After 18 years of a law practice devoted to counseling landowners, home builders and commercial interests affected by the long arm and severe penalties of the Endangered Species Act, I am used to incredulous looks and outraged oaths from clients coming to grips with the Act's incredible burdens on impacted private citizens.
"Are you telling me I can't build my Burger King because a Delhi Sands flower-loving fly that has never been seen and is above ground only a few days a year might be near-by?"
"I can't build a connector road because the noise from construction might damage the hearing of the Stephens' kangaroo rat thus impairing its reproduction?"
"All construction in San Diego involving impacts to road ruts which might contain Vernal Pool Fairy Shrimp is enjoined? All construction?"
Yes, yes, and yes. The list of situations in which the ESA has stopped otherwise legal and fully permitted projects from proceeding is extraordinarily long and getting longer. With Wednesday's decision to list the polar bear as "threatened" the burden on the American economy brought about by the ESA grew exponentially.
I have written here and here on the polar bear controversy. Those columns delineated how the advocates of the polar bear listing planned on using the bear to impose vast new controls on the emissions of greenhouse gases across the United States. When Secretary of the Interior Dirk Kempthorne announced the listing, he also made a bold statement that the new status of the polar bear would not lead to such consequences.
To which the environmental activists replied immediately: "Says who?" The law is the law, they correctly noted, and it cannot be cabined by "guidance" issued by the executive branch. Here's one example of the reality of the listing's aftermath from the pages of USA Today:
Kassie Siegel, a lawyer with the Center for Biological Diversity, said the group does not accept Kempthorne's view.
The act requires federal agencies to take steps to reduce or eliminate those impacts on threatened species, she said. "There is no exemption for greenhouse gas emissions."
If the government fails to address global warming, "we can and will go to court to enforce the law," she said.
The industries most likely to be pummeled by the polar bear are energy production, aggregates extraction, transportation, and commercial building because each can be shown quite easily to result in increased emissions of greenhouse gases and each routinely requires federal permits to go about some aspect of their business. (The coal industry may be target number one, followed by oil drilling in the lower 48.)
The Act operates simply. Once an animal is listed, it becomes a felony to harm or harass it without the permission of the feds.
Harm or harassment has been defined to include destruction or impairment of the habitat the species actually occupies. (Some more radical views argue that harm to habitat that could be occupied in the future should also be a felony under the Act, but that view has not yet been upheld by a court of appeals.)

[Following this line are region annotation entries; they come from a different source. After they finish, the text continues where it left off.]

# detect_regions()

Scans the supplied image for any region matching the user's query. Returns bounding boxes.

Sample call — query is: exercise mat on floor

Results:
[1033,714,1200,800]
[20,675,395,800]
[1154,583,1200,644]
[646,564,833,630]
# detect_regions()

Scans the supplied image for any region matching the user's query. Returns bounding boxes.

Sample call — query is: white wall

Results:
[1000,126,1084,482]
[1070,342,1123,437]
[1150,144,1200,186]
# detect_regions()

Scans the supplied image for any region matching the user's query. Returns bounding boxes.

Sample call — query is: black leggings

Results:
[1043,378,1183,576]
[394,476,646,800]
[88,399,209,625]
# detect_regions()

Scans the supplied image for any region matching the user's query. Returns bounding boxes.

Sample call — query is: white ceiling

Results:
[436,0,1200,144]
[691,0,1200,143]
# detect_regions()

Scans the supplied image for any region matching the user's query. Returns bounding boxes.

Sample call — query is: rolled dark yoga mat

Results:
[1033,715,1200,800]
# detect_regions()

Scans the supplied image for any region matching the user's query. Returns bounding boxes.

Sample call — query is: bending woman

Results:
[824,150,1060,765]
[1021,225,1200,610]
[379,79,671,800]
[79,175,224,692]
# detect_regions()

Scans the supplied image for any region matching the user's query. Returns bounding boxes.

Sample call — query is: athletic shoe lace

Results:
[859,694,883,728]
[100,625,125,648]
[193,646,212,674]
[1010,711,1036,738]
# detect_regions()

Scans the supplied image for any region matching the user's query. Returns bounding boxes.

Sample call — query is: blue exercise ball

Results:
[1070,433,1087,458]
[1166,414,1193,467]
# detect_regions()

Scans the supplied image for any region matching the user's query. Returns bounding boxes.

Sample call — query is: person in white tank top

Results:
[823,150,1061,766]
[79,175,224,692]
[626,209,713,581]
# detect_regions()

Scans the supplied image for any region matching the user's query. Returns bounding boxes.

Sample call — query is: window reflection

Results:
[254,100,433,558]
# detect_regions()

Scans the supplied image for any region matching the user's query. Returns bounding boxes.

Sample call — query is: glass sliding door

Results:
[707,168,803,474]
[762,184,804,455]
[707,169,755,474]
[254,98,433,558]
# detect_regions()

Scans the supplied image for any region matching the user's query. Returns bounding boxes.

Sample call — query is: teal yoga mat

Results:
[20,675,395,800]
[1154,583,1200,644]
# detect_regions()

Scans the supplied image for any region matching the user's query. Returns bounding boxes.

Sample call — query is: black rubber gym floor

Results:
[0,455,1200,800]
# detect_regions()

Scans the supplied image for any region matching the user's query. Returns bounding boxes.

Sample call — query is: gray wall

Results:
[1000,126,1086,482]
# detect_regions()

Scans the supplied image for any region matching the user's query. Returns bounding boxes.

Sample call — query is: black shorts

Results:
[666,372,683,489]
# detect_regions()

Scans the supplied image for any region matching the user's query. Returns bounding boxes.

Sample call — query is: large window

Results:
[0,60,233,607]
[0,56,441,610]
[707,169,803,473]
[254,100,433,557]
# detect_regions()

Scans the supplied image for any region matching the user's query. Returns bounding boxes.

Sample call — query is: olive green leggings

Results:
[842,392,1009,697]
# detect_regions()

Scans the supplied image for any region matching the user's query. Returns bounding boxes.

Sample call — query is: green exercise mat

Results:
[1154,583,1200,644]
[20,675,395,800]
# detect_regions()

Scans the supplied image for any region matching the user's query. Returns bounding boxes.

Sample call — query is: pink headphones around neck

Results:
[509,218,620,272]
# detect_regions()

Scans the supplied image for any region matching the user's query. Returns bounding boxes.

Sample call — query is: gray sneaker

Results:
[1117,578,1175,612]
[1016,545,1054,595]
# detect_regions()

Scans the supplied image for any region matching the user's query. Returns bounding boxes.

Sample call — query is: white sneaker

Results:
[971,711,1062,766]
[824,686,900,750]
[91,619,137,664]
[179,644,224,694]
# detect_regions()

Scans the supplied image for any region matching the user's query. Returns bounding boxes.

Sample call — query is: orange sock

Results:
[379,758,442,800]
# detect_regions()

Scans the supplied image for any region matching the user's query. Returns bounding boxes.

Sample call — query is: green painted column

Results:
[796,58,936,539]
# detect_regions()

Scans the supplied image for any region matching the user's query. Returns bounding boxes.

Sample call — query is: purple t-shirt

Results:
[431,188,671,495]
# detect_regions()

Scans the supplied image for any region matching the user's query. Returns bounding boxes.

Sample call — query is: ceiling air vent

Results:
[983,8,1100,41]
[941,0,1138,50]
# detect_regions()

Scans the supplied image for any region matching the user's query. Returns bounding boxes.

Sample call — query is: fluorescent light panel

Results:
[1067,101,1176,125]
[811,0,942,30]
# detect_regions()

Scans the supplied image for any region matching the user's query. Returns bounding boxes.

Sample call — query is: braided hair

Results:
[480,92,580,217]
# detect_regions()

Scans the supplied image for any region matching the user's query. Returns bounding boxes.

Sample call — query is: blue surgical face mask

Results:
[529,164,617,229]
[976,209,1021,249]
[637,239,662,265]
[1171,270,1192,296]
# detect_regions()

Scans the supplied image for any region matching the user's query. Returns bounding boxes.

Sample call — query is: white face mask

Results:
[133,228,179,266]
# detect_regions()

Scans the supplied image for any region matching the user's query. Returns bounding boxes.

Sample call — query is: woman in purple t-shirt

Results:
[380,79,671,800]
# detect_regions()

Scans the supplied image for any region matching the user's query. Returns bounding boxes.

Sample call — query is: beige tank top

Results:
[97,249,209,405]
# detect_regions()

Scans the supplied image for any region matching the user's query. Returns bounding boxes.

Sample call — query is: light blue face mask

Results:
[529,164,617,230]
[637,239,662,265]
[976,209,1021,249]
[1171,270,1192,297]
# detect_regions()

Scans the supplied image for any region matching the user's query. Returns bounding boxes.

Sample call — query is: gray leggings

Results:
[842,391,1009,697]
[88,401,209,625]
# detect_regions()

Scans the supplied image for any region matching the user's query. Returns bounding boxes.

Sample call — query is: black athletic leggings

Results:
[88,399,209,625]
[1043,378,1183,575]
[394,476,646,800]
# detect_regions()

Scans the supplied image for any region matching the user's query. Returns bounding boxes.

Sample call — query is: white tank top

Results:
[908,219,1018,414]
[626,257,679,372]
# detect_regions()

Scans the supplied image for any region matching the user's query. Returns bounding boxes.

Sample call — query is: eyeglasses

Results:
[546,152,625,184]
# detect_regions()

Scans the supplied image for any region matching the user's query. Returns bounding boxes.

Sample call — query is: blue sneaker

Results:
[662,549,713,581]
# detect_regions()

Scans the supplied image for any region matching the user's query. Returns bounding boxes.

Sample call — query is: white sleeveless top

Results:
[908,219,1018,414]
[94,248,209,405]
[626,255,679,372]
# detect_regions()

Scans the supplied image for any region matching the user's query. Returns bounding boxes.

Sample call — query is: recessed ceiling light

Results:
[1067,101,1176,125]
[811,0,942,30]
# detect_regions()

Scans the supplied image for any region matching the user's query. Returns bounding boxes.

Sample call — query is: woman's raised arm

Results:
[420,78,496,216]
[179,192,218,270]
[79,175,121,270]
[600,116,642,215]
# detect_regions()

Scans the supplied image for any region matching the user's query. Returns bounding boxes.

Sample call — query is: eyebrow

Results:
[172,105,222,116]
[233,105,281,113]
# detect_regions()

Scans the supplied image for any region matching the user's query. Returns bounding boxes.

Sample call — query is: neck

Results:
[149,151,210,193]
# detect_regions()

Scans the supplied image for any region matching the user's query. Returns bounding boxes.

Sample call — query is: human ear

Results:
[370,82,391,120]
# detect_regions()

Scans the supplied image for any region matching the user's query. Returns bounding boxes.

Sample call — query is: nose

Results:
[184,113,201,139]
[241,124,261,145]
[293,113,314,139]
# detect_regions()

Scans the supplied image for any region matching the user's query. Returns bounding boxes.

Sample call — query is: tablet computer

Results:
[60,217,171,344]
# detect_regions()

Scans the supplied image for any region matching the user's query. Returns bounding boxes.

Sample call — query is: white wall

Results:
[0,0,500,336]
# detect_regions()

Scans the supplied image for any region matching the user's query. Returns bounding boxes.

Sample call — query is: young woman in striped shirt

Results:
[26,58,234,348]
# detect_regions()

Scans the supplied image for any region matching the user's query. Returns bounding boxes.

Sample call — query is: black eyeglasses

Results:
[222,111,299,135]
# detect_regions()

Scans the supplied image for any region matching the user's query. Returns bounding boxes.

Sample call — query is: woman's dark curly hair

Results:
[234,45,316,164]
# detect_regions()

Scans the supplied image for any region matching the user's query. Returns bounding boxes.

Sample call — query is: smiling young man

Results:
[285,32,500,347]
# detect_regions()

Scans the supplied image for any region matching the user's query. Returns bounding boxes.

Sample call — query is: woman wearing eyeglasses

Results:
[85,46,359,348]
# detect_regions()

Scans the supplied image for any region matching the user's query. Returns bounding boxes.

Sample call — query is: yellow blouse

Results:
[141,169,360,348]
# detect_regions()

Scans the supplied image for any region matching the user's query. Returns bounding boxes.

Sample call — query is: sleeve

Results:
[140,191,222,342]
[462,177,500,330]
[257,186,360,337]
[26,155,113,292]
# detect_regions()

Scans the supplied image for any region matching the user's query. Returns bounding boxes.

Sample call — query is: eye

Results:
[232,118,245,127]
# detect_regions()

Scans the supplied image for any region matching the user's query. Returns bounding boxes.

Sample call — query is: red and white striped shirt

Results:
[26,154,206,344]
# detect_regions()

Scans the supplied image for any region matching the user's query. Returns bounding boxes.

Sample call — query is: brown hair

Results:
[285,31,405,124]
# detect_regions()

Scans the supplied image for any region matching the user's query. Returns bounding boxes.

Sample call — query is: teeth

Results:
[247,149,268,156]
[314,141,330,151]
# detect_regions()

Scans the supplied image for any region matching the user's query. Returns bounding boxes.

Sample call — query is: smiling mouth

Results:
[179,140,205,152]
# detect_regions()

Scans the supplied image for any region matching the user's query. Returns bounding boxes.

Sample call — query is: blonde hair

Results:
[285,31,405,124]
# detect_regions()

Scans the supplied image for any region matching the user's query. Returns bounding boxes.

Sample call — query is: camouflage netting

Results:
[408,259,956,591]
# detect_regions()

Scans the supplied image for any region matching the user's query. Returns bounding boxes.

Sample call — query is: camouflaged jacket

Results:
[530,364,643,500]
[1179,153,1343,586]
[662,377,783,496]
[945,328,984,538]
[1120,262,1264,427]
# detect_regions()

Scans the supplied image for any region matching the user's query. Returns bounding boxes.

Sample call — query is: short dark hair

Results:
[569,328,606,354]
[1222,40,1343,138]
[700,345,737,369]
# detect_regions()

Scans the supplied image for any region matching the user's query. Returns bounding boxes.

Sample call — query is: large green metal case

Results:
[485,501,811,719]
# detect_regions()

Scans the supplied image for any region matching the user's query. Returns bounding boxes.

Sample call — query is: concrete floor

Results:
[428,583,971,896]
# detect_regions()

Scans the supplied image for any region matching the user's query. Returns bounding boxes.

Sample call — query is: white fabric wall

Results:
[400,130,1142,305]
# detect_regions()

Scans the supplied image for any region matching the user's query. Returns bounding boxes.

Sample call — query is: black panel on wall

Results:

Because the polar bear has been listed as threatened due to alleged deterioration of its ice habitat, and because the alleged loss of the ice habitat has occurred because of global warming caused at least in part by the emission of greenhouse gases, environmental activists will argue that all emissions of greenhouse gases that flow as a consequence of the grant of a federal permit of any sort are now subject to review under the ESA and, crucially, that those permits cannot be issued unless and until the United States Fish & Wildlife Service reviews and approves of the requested permit under Section 7 of the ESA, a process which takes at a minimum months and which can cost millions of dollars even if it is successful.
Because of the generous "citizen standing" provisions of the ESA, expect dozens of "60-day" letters to begin to arrive in the offices of Secretary Kempthorne very soon, announcing that unless the Department and the Service act to invoke Section 7 vis-a-vis this or that federal permit, a lawsuit will be filed to force compliance. Expect most of those suits to be filed in the Ninth Circuit, where the appeals court has been very expansive in applying the ESA.